US 12,153,887 B2
	Deep learning-based method for filtering out similar text, and apparatus using same
Se Yeob Kim, Seoul (KR)
Assigned to SELECT STAR, INC., Daejeon (KR)
Appl. No. 17/771,221
Filed by SELECT STAR, INC., Daejeon (KR)
PCT Filed Oct. 20, 2020, PCT No. PCT/KR2020/014337 § 371(c)(1), (2) Date Apr. 22, 2022, PCT Pub. No. WO2021/118040, PCT Pub. Date Jun. 17, 2021.
Claims priority of application No. 10-2019-0164009 (KR), filed on Dec. 10, 2019.
Prior Publication US 2022/0374601 A1, Nov. 24, 2022
This patent is subject to a terminal disclaimer.
Int. Cl. G06F 40/289 (2020.01); G06F 16/35 (2019.01); G06F 40/216 (2020.01); G06F 40/30 (2020.01); G06N 20/00 (2019.01)

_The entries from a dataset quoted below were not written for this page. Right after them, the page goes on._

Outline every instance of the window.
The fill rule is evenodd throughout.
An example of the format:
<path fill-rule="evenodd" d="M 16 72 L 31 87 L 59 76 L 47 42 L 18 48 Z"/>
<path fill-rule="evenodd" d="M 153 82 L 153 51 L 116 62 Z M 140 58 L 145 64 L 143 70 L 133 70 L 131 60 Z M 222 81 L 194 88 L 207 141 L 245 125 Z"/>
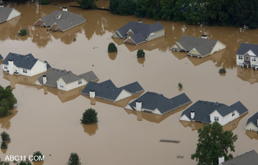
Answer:
<path fill-rule="evenodd" d="M 218 121 L 219 120 L 219 117 L 214 116 L 214 120 L 215 121 Z"/>
<path fill-rule="evenodd" d="M 81 80 L 78 80 L 78 84 L 80 84 L 82 83 Z"/>
<path fill-rule="evenodd" d="M 232 111 L 232 116 L 233 116 L 234 115 L 235 115 L 235 111 Z"/>

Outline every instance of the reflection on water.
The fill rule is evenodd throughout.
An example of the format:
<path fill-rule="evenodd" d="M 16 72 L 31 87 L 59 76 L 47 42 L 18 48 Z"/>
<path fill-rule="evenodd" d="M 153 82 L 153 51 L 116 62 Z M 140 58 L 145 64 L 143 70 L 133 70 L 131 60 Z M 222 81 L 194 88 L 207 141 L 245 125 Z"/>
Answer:
<path fill-rule="evenodd" d="M 84 132 L 89 136 L 93 136 L 96 134 L 96 132 L 99 129 L 98 123 L 95 124 L 81 124 L 84 130 Z"/>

CPC G06F 40/289 (2020.01) [G06F 16/355 (2019.01); G06F 40/216 (2020.01); G06F 40/30 (2020.01); G06N 20/00 (2019.01)]

7 Claims

1. A method for collecting filtered text data, the method comprising:

(a) acquiring, by a computing apparatus, first text data, and recording the first text data in a text data pool;

(b) acquiring, by the computing apparatus, second text data;

(c) performing, by the computing apparatus, an operation in a deep learning model by using the first text data and the second text data as input values, and calculating a first feature vector corresponding to the first text data and a second feature vector corresponding to the second text data; and

(d) comparing, by the computing apparatus, a degree of similarity between the first feature vector and the second feature vector, and recording the second text data in the text data pool when the degree of similarity is less than a predetermined value,

wherein, when a plurality of pieces of the first text data are recorded in the text data pool and the pieces of the first text data include first-first text data and first-second text data, the computing apparatus is configured to:

calculate a first-first feature vector corresponding to the first-first text data and a first-second feature vector corresponding to the first-second text data through an operation in the deep learning model;

calculate a first degree of similarity between the first-first feature vector and the second feature vector, and a second degree of similarity between the first-second feature vector and the second feature vector;

sort the first-first text data and the first-second text data based on a plurality of similarity degrees;

transmit specific text data among the sorted text data, the specific text data having a degree of similarity that is greater than or equal to the predetermined value, and the second text data to a user terminal to compare the specific text data with the second text data; and

receive, from the user terminal, whether to record the second text data in the text data pool.